O SINGULAR NASCIMENTO DE UMA IGREJA

Na busca pelos registros do nascimento de nossa Igreja, foram redescobertos: fotos, atas de conselhos e inúmeros relatos de histórias pessoais. Em um registro das memórias do Dr. James Fanstone, médico missionário que iniciou o trabalho no local onde hoje é a atual Igreja, ele descreve o processo de surgimento da nossa amada Pioneira, que é mostrado abaixo:

“É interessante observar que uma das grandes igrejas autônomas de Anápolis surgiu de um ideal inicial de um hospital em tratar ou operar gratuitamente todos os missionários, pastores, evangelistas e suas famílias. No decorrer dos anos, muitos destes pacientes de diferentes locais no Brasil, em gratidão, deixaram doações. Depositamos todas essas doações no banco até que um dia elas foram suficientes para construir uma nova igreja.

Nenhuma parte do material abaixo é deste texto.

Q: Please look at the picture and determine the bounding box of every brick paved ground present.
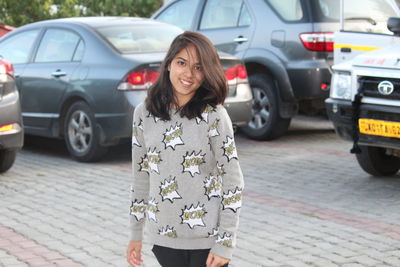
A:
[0,117,400,267]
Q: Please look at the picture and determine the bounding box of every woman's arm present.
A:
[209,105,244,259]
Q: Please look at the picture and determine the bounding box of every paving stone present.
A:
[0,116,400,267]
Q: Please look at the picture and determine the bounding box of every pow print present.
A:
[208,228,218,237]
[138,155,150,174]
[180,203,207,229]
[147,148,161,174]
[138,119,143,131]
[160,177,182,203]
[132,124,142,147]
[208,119,219,137]
[215,233,232,248]
[217,162,226,177]
[196,105,214,124]
[182,150,206,177]
[163,123,184,150]
[158,225,178,238]
[222,187,243,212]
[146,198,159,222]
[147,112,161,123]
[130,199,146,221]
[222,136,238,162]
[204,175,222,200]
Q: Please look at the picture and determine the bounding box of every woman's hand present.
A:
[207,253,229,267]
[126,241,143,267]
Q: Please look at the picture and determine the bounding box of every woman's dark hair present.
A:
[146,31,228,120]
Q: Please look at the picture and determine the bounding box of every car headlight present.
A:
[330,72,351,100]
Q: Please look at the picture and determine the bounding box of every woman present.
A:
[127,31,243,267]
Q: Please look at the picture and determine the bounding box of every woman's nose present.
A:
[185,66,193,77]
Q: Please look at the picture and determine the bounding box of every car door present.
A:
[0,29,40,95]
[196,0,255,58]
[20,28,83,136]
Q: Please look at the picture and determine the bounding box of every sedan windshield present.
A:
[97,25,182,54]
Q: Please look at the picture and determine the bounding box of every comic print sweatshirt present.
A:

Nossas primeiras enfermeiras missionárias (todas do Mildmay Mission Hospital, de Londres) foram minha irmã Baird e sua amiga, Mary Hamilton, e um ano mais tarde, a Doris Wilson. Elas gostavam muito de visitar os pobres e realizar cultos em suas casinhas simples no outro lado da cidade. Esse trabalho levou à compra de um destes ranchos para servir de local para a realização de atendimentos clínicos nas tardes de quarta- feira, e, aos domingos, reuniões evangelísticas. Essa tapera tinha uma cozinha e um outro cômodo que faltava duas de suas quatro paredes, então nossas reuniões se davam literalmente ao ar livre. Dra. Rettie Wilding fazia o atendimento clínico; cultos com iluminação de lampião eram realizados aos domingos à noite e as pessoas carentes da vizinhança ajudaram a construir a “igrejinha” do hospital no lugar do velho rancho. Mas chegou o tempo quando se fez necessário um local maior. Aquelas doações acumuladas no banco foram usadas para a construção do templo” (FANSTONE, 1972, p. 134)

O rancho construído por volta dos anos 30, conhecido como a “Igrejinha do Dr. James Fanstone”, havia se consolidado como o local de “dar injeções nos leprosos” e de realizar cultos. Conta-se que jovens

pregadores eram treinados nos cultos realizados no local.  Com o crescimento do trabalho evangelístico percebeu-se a necessidade em ampliar o atendimento pastoral para as pessoas que ali participavam dos cultos. O Dr. Fanstone, consciente dessa responsabilidade, solicitou à Igreja Presbiteriana de Anápolis, a incorporação do trabalho evangelístico em suas atividades. Assim, em 12 de dezembro de 1963, a Igreja Presbiteriana de Anápolis, entrelaçou seus caminhos com os nossos. Três meses depois, o Conselho designou o Presbítero Ulisses Borges de Oliveira como “encarregado do trabalho na Igrejinha”. Ao final do mesmo ano, no dia 29 de dezembro, o Conselho aprovou por unanimidade a emancipação da “Igrejinha”, sendo o Rev. Péricles Gonzaga, o primeiro pastor da nossa Igreja.  Em 20 de março de 1965, fomos oficialmente denominados de Segunda Igreja Presbiteriana. E, em agosto do mesmo ano, este nome foi alterado para Igreja Presbiteriana Pioneira. Conta-se que o cartório não aceitou o nome de Segunda Igreja por não haver o registro de nenhuma outra igreja denominada como Primeira Igreja Presbiteriana em Anápolis, assim, foi modificado para Pioneira, por expressar bem o ideal de uma igreja construída com base em projetos sociais e, principalmente, em ser testemunha viva do Evangelho.

Ao longo desses 50 anos, somos o fruto do sonho de Deus na vida de um homem, de uma família, de um grupo de enfermeiras e de uma igreja local. Uma Igreja nascida para abençoar pessoas obedecendo ao que diz Marcos 16.15: “Ide por todo o mundo e pregai o evangelho a toda criatura”.